To some, lack of inhibition means lack of control. To others, inhibitions create structures for social order.
My hunch, the hunch I’m working on and living with, is that my inhibitions hold me back from something I want.
I want to make contact with people I think of as more experienced than myself. I want to touch power and not get shocked. I don’t want to shock others, but my experience is that the universality of the experiences we conceal means that we are simply inhibiting expression rather than exhibiting self-control.
There are things I won’t say, though my kids tend to believe otherwise. I’m not going to say them here because, as I mentioned, I won’t say them. That is less inhibition than context; even though this is MY forum where I get to talk about what interests ME, I’m not interested in letting all my hair down for everyone.
Boundaries are important to find, though once I discover a boundary, I question it:
- What purpose does this boundary serve? Is it helping me or others have a better life?

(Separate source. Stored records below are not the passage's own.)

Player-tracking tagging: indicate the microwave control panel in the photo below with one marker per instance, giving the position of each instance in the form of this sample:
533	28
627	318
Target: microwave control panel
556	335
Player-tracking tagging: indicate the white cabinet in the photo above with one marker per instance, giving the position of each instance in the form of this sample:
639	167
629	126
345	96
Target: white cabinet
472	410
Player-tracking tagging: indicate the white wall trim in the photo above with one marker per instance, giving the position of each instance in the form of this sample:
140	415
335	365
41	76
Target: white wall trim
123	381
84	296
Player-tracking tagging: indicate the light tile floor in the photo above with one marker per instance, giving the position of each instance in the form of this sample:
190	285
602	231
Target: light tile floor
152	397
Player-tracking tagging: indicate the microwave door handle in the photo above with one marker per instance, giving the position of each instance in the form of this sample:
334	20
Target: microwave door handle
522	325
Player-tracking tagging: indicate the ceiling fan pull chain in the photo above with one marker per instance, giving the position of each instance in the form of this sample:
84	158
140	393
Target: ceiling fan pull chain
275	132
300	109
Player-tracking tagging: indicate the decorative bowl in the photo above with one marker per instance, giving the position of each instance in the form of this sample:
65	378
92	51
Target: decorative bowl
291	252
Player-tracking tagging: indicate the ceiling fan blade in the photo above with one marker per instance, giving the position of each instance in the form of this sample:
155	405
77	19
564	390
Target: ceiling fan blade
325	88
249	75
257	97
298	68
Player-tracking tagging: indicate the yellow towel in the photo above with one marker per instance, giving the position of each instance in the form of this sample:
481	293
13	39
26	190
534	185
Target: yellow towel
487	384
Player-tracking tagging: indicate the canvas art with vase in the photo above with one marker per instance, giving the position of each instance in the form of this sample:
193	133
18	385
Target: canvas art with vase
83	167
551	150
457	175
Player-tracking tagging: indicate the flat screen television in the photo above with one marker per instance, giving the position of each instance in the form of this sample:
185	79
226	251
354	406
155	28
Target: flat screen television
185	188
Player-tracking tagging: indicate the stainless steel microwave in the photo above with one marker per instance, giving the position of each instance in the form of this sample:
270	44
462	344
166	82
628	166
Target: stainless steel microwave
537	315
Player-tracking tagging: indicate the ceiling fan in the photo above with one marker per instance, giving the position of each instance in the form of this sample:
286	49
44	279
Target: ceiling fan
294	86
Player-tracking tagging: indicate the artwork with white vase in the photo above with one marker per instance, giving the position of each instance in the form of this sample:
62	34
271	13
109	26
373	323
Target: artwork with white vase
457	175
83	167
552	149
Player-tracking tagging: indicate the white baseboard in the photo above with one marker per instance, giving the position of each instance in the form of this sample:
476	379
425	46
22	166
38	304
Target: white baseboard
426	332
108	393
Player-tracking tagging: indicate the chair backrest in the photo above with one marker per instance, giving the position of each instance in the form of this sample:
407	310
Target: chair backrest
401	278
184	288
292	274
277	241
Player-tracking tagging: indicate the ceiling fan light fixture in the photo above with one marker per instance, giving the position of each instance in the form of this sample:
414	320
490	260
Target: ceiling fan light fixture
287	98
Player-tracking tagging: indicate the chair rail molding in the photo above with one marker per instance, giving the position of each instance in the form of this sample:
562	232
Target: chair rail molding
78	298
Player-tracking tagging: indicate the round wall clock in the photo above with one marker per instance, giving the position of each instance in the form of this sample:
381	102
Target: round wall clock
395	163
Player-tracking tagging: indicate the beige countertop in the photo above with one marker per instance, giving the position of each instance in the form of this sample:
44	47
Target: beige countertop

- What are the consequences of violating the boundary? Will I grow, even if it hurts me? Can I keep from harming others?
- What habits have grown up around a boundary that keep me from having to think? Where can I think my way through to a new place?
- In what way does keeping this boundary in place reflect my identity, and in what way does it create my identity?
That last one is significant to me. I remember thinking, at the age of 20, having just been invited by a relative stranger on an adventure: “I’m not the kind of person who…” and having to cut myself off from finishing that sentence. How the hell did I know what kind of a person I was? I wasn’t being asked to kill someone or steal something; I was being asked to trust someone who I trusted and who sort of deserved it. Someone I believed wouldn’t hurt me who didn’t. Someone I learned life lessons from traveling with, however briefly.
Twice today I’ve said to other parents that one of the most painful moments in my life was when I realized I could not protect my children from the hurts that would necessarily come their way. Whatever pain my children experience is not because the world is a bad place, but because there are and should be novel situations that no amount of preparation can prevent. I hope they do not get broken, but I know they will get dented and perhaps bent.
In the meantime, they are uninhibited enough, not having touched the electric fence enough times, that they will roam and experiment and screw up. And if they can take it, I can de-inhibit myself more and more, using each screw-up to grow from.